Every profession has its own argot and set of peculiarly defined terminology. Social Work is no exception. Nearly thirty years ago, Robert L. Barker participated in a panel to write questions for state social work examinations. As the panelists debated how social work terms were understood, the participants lamented the lack of an adequate dictionary of social work terms. He then set out to fill that need. The first edition of The Social Work Dictionary appeared in 1987. Language, however, does not stay still, and that goes even more so for the specialized language of professions.
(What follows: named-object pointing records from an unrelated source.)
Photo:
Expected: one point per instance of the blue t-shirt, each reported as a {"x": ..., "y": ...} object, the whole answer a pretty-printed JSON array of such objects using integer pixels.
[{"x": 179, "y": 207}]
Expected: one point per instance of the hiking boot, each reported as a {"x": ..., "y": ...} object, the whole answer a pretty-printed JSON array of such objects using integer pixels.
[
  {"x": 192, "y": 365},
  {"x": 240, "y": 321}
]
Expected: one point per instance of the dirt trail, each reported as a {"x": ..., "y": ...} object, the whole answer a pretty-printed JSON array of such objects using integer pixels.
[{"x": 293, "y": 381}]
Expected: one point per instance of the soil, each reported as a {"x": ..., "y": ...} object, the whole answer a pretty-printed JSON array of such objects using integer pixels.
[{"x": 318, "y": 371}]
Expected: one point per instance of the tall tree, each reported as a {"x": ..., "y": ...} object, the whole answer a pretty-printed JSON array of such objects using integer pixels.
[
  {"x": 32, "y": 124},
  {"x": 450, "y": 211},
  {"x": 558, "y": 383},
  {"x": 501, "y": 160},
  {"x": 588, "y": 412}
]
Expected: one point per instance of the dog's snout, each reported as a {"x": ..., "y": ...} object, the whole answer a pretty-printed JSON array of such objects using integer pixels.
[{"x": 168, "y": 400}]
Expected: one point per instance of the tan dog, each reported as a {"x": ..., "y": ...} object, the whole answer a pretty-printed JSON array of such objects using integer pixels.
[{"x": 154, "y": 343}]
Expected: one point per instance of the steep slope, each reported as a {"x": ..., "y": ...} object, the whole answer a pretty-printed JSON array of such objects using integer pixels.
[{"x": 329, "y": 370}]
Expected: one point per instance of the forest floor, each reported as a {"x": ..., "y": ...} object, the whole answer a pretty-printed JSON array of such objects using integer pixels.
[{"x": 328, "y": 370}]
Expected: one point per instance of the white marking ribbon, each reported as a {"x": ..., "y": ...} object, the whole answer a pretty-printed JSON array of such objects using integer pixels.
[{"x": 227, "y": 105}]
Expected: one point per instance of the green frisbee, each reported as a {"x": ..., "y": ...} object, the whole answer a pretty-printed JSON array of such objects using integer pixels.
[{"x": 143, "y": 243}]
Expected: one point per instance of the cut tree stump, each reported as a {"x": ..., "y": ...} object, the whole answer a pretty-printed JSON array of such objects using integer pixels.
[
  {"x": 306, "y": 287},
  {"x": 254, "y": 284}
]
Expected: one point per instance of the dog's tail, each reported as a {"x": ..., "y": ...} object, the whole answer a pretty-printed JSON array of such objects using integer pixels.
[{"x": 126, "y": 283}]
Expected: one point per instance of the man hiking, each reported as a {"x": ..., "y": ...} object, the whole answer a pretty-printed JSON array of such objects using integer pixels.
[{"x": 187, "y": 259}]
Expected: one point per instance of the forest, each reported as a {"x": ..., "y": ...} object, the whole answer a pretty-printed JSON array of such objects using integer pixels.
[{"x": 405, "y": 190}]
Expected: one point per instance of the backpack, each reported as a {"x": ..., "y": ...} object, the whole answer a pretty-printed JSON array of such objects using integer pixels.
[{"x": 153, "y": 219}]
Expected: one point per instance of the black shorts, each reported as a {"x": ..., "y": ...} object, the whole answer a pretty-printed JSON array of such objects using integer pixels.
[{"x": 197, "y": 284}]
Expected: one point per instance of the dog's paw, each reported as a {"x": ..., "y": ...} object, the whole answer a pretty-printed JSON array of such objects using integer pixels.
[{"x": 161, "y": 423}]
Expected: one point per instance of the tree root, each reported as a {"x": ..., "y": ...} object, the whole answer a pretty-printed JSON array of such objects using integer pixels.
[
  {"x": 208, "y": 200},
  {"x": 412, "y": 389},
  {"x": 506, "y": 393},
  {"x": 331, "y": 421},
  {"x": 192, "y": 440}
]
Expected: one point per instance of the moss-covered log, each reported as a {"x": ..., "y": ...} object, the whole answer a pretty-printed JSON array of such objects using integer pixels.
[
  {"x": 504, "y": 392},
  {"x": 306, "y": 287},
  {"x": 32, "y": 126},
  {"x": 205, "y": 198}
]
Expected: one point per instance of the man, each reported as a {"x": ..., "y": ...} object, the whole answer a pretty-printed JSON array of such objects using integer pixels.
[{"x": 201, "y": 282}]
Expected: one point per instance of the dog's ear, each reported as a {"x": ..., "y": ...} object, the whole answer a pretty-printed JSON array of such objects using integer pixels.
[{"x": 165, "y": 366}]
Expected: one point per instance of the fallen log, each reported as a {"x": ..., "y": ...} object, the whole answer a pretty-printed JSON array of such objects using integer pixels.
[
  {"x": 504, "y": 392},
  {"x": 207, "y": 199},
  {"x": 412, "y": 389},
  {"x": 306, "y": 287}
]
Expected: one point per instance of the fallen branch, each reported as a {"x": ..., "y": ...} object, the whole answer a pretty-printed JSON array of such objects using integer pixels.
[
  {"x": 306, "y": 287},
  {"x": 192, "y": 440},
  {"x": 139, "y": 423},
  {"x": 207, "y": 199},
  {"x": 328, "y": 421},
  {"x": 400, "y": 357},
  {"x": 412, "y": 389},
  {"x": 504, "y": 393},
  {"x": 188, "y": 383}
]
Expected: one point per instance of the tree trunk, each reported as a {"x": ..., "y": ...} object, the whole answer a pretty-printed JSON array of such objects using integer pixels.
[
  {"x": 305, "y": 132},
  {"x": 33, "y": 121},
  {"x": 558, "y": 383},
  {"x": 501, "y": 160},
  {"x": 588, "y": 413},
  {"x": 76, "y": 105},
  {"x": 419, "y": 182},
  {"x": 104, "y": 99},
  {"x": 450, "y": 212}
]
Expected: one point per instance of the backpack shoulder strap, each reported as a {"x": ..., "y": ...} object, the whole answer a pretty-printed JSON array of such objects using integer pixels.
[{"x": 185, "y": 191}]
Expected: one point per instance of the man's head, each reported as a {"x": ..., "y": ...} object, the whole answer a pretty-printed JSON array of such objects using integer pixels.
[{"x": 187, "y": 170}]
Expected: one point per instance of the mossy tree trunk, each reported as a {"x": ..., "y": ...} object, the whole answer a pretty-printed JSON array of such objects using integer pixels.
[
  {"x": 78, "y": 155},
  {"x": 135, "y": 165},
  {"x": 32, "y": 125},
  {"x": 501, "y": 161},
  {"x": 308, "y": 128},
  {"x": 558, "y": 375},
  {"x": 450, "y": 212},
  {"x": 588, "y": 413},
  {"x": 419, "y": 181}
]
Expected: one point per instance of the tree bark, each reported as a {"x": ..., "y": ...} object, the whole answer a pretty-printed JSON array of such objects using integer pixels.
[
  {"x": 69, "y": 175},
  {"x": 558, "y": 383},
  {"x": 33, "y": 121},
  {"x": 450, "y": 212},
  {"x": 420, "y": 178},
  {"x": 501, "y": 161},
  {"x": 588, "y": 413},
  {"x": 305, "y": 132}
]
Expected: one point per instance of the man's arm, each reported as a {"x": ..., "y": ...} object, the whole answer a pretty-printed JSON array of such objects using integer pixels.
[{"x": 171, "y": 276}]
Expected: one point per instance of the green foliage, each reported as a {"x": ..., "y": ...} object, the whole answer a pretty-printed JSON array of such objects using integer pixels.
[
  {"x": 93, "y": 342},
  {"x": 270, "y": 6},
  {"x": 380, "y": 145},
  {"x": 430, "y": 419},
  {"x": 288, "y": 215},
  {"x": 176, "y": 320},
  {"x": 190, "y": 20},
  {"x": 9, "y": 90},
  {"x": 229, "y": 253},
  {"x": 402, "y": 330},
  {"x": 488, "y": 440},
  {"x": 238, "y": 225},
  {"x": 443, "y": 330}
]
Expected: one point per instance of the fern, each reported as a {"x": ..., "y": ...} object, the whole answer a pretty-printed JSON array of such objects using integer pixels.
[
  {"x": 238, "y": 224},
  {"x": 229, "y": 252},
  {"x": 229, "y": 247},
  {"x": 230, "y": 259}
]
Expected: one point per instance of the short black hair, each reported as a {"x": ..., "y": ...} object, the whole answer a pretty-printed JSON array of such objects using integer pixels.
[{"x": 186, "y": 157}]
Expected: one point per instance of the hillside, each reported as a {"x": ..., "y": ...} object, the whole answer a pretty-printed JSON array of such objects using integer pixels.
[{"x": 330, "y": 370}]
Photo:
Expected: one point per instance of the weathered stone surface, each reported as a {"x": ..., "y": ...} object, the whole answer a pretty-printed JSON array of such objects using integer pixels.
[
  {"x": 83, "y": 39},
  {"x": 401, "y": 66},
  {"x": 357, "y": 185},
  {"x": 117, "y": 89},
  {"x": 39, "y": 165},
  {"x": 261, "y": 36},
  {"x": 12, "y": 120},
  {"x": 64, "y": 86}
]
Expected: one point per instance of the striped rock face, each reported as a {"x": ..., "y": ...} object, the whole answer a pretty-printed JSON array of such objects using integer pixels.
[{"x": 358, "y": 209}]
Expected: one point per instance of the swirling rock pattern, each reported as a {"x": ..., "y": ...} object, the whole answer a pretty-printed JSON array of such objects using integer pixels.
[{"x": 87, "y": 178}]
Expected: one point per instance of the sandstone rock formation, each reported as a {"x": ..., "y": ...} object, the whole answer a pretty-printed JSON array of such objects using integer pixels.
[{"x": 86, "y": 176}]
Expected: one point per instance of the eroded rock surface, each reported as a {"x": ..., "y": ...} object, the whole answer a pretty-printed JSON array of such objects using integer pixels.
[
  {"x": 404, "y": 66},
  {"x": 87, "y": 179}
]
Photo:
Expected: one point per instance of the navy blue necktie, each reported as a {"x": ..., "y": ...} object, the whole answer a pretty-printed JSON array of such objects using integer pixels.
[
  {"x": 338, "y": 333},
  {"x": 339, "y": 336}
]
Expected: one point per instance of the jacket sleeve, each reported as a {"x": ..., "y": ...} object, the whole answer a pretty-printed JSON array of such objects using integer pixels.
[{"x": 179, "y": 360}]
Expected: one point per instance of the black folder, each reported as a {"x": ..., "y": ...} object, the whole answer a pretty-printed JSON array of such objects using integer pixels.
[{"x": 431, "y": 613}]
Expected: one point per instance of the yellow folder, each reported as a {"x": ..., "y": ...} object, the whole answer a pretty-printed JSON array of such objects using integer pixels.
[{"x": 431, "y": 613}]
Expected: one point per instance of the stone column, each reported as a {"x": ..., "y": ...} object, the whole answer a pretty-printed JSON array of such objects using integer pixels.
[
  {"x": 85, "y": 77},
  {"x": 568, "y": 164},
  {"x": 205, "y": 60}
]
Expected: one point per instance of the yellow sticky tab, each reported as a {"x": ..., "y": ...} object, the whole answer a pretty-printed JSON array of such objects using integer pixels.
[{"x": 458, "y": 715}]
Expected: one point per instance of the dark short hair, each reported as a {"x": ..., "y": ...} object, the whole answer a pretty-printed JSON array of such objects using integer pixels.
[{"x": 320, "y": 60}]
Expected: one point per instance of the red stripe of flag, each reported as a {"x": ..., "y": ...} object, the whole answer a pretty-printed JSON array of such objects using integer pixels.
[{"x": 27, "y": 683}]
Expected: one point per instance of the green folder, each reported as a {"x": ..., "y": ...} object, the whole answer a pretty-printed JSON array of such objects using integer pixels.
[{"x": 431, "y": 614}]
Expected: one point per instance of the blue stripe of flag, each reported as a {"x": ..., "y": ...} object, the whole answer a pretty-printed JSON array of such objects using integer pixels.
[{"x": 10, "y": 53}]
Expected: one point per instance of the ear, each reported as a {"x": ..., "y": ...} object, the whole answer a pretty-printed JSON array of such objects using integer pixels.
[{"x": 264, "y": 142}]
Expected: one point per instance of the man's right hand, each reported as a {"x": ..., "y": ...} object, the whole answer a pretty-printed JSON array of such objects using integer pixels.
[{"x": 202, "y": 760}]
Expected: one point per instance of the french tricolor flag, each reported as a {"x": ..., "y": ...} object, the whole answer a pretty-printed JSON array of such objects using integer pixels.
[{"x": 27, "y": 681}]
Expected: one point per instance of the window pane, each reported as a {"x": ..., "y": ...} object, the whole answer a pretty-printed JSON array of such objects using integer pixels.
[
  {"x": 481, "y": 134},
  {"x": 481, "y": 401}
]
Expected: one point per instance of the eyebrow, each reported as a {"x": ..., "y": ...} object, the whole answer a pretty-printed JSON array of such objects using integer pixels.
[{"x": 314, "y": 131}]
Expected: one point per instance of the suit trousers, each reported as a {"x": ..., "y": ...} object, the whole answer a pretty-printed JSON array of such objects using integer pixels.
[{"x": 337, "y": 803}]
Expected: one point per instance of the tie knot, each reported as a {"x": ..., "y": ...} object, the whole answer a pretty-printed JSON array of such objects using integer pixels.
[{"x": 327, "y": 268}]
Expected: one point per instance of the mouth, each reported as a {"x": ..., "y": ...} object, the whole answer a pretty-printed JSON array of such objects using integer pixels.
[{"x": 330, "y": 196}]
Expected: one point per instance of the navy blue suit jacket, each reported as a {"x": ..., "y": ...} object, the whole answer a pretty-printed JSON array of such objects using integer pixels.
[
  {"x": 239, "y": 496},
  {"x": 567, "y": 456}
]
NASW Press is proud to release the sixth edition of The Dictionary of Social Work. This fine volume is a handy reference for social workers, and persons in allied disciplines.
Highlights of The Social Work Dictionary (6th Edition) include:
Definitions of terms which are used in social work administration, research, policy development, and planning; community organization; human growth and development; health and mental health; macro and micro social work; and clinical theory and practice; the definitions include descriptions of some of the organizations, trends, people, philosophies, and legislation that have played major roles in the development of social work and social welfare.
Biographical entries that are reminders of the rich lives of people who have made significant contributions to the profession and to social welfare.
Names of organizations that have particular significance to social work practitioners; each now has a Web site that provides extensive information about the organization’s function, methods, history, and mission.
A section titled “Milestones in the Development of Social Work and Social Welfare,” which represents a chronology of the significant developments in the United States and the world toward social welfare policies and practices and the betterment of humanity.
Keeping up with the practice of social work means keeping up with its terminology. The new sixth edition of The Dictionary of Social Work is an essential aid to any social worker or anyone working in allied professions.
*Anamnesis – the client’s psychosocial and developmental history, based especially on the client’s recollections of health and environmental factors that may be relevant to the presenting problem.
Zoonoses – An infectious disease that can spread from animals to humans.